In this scenario, the telerehabilitation might be an adequate and a more cost-efficient approach, considering its improvement during the COVID-19 pandemic and for the rehabilitation of other neurological diseases [58,59,60,61]. To the best of our knowledge, this is the first study to investigate the effects of a tailored rehabilitation protocol composed of mobilization, stretching, balance, and resistance exercises, with treadmill utilization and physical therapies, as electrical stimulation on lower limb muscles and other analgesic therapies at one year follow up, in a real practice approach, in CMT patient.
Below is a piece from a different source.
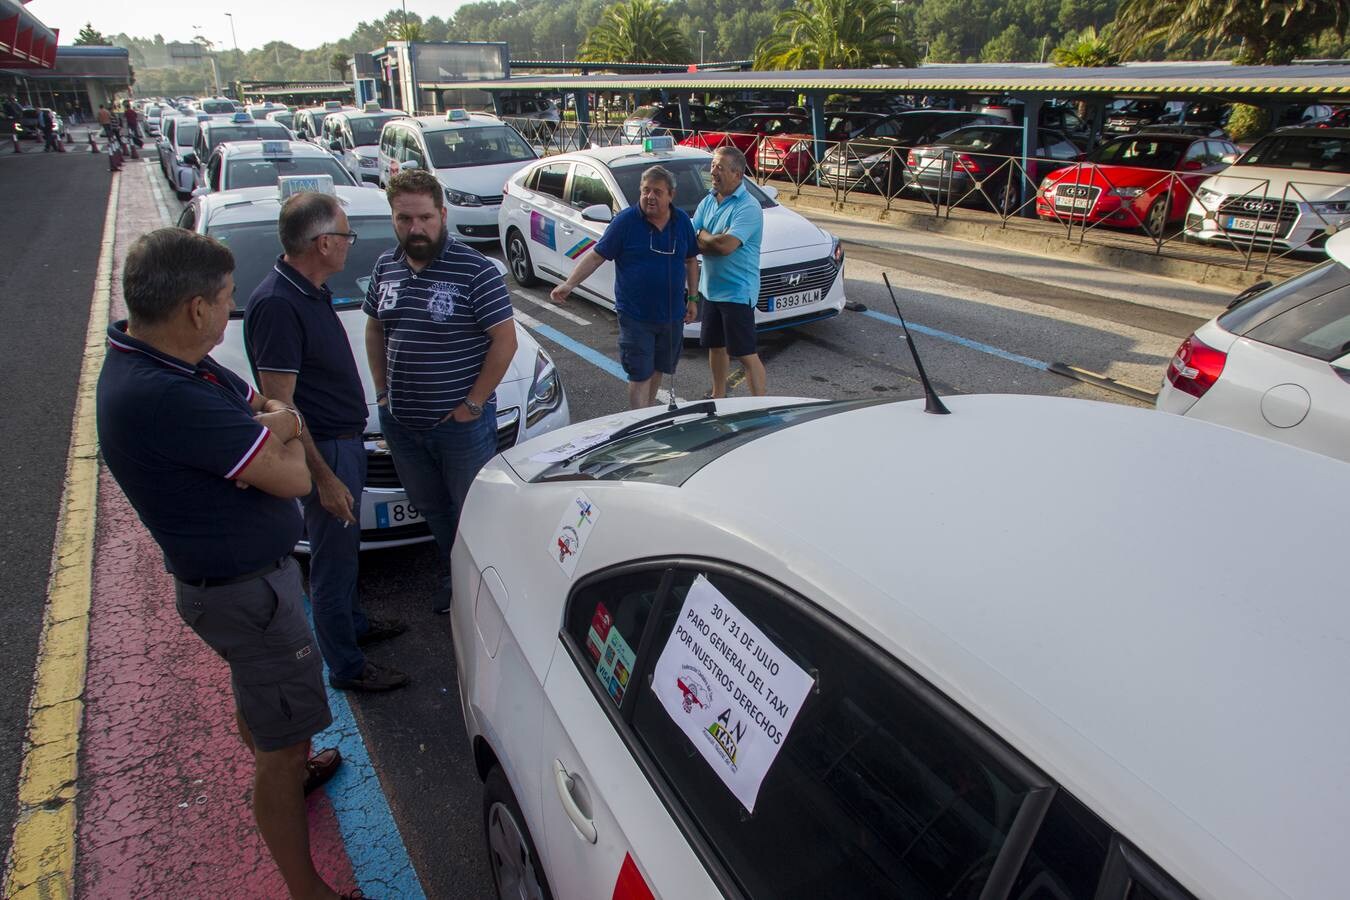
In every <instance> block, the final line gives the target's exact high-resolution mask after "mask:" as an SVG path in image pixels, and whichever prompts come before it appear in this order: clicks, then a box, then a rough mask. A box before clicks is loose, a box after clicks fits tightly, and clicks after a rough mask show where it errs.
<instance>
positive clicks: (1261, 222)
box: [1224, 216, 1280, 235]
On other hand, we are aware that this study presents some limitations. First, the potential selection bias due to the retrospective study design and considering that only patients who had undergone all evaluation procedures and whose data were fully available were included. Second, the lack of a control group might be considered as a main limitation, albeit a control group might be in contrast with ethical reasons, whereby treatment must be guaranteed to all those who are deemed appropriate. In the future, we will provide an observational cross-over study. Third, the outcome measures are susceptible to several bias, such as little extra clinical information and remarkable floor/ceiling effect, creating a possible confounding effect in results. Fourth, we had no information regarding the adherence to the self-treatment or any activities that patients could have assumed after discharge in the period between T1 and T2. Lastly, patients’ lifestyles and other additional interventions not carried out at our facility have not been investigated.

Conclusions

Taken together, our findings showed that a 3-week intensive rehabilitation treatment is a well-tolerated and useful intervention that might improve muscle strength and functioning in a cohort of inpatients with diagnosis of mild to moderate CMT. In this context, a continue exercise program seems to be necessary to avoid the functional loss. Specific rehabilitation strategies, such as increasing treatment frequency and supporting the patient’s self-care, are needed to sustain the improvements also in the long term in CMT patients.